U.S. life insurers saw their annuity business shrink for the first time in three years in 2016.
Yearly annuity considerations, or the premiums customers pay for their annuities, fell on an industrywide basis in 2016, with a drop in ordinary considerations outweighing a slight rise in group considerations.
Life insurers' year-over-year ordinary and group annuity considerations shrunk 2.31% in 2016. Within that total, group considerations rose 1.83%, but ordinary considerations fell 4.86%.
In recent years, insurers have benefited from companies transferring their pension liabilities through the purchase of group annuities. The industry generated $13.7 billion in U.S. single-premium pension buyout sales in 2016, according to the Life Insurance and Market Research Association. That figure was the second-highest total the organization has on record.
LIMRA reported more than 383 group annuities purchased in 2016, with many of the sales coming from relatively small plans. WestRock Co.'s contract with Prudential Financial Inc. was the largest at $2.50 billion.
Prudential Financial had $21.76 billion in total annuity considerations for the year, the highest in the industry based on an S&P Global Market Intelligence analysis. Still, that figure was down 1.39% from 2015, driven primarily by a 10.41% drop in ordinary annuity considerations in 2016.
During the company's fourth-quarter earnings call, CEO John Strangfeld said product diversification prevented the company's year-over-year variable annuity sales from declining as much as peers' did in 2016.
"But we're not immune to broader industry pressures, including the impact of regulatory uncertainty," he said, according to a transcript.
Some of that uncertainty may be attributed to the Department of Labor's Conflict of Interest Rule, often referred to as the fiduciary rule, which it approved in April 2016. The rule was designed to create a fiduciary responsibility to investors for financial retirement advisers, a stricter standard than the current "suitability" standard. The rule would appear to disfavor the comparatively high costs and complexity of some annuity products.
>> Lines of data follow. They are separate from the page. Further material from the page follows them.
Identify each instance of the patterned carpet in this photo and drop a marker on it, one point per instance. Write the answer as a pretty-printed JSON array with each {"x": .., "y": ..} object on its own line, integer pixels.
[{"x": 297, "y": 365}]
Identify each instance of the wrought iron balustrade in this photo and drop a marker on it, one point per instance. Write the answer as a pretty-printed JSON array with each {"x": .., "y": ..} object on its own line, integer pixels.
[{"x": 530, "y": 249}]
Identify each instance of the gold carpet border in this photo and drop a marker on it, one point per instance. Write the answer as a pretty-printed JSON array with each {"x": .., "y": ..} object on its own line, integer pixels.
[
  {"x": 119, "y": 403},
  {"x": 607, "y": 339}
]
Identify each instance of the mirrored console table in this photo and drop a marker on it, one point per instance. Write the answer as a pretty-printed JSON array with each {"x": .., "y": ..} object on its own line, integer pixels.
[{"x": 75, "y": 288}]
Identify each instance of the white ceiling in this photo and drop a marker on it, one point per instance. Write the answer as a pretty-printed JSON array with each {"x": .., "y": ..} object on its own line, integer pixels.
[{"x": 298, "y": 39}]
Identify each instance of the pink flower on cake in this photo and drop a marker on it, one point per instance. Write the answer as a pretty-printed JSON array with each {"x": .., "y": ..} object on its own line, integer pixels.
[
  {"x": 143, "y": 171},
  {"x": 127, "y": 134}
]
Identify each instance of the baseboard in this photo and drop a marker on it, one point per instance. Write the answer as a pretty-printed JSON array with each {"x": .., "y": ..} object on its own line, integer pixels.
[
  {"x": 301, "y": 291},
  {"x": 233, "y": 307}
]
Though the rule was scheduled to be phased in April 10, the administration of President Donald Trump has moved to delay the rule's applicability date by 60 days to give it time to review the rule's impact on the industry and consumers.
Lincoln National Corp., which for the first time since 2003 is not ranked in the top 10 by annuity considerations, posted a year-over-year decrease of 21.30% in total annuity considerations in 2016.
Other major insurers in the variable annuity space posted large year-over-year decreases. U.K.-based Prudential Plc's U.S. unit Jackson National Life Insurance Co. fell two spots to No. 3 and saw a drop of 23.81%, or $5.86 billion in total considerations. Netherlands-based AEGON NV saw an aggregate decline of 17.89%, including a sharp 43.13% decrease in ordinary annuity considerations in 2016.
Companies with large fixed-annuity businesses have seen growth in their considerations. One such insurer, New York Life Insurance Co., jumped three spots to No. 4 with $16.82 billion in considerations, an increase of 7.13% compared with 2015.
Methodology behind the rankings
The ranking includes SNL groups and companies independent of a group. To address the impact of foreign currency conversions for entities with a significant amount of business written outside the U.S., SNL adjusted the rankings to exclude such entities. As a result, American Life Insurance Co. (DE) and American Family Life Assurance Co. of Columbus were excluded, affecting the rankings of SNL groups MetLife and Aflac.
Ordinary annuities refer to fixed and variable annuities sold to individuals. Group annuities include investment options typically available in tax-advantaged savings accounts and guaranteed investment contracts.
SNL uses statutory total annuity considerations to determine market share. Total annuity consideration is a preferred indicator of market share as it not only reflects new business but also the persistency of a company's existing business in the form of renewal annuity considerations. Additionally, many policyholder acquisition costs are not recovered within one year. As such, total annuity considerations can also be a better indicator of profitability for life insurers, whereas new sales do not necessarily equate with profitability.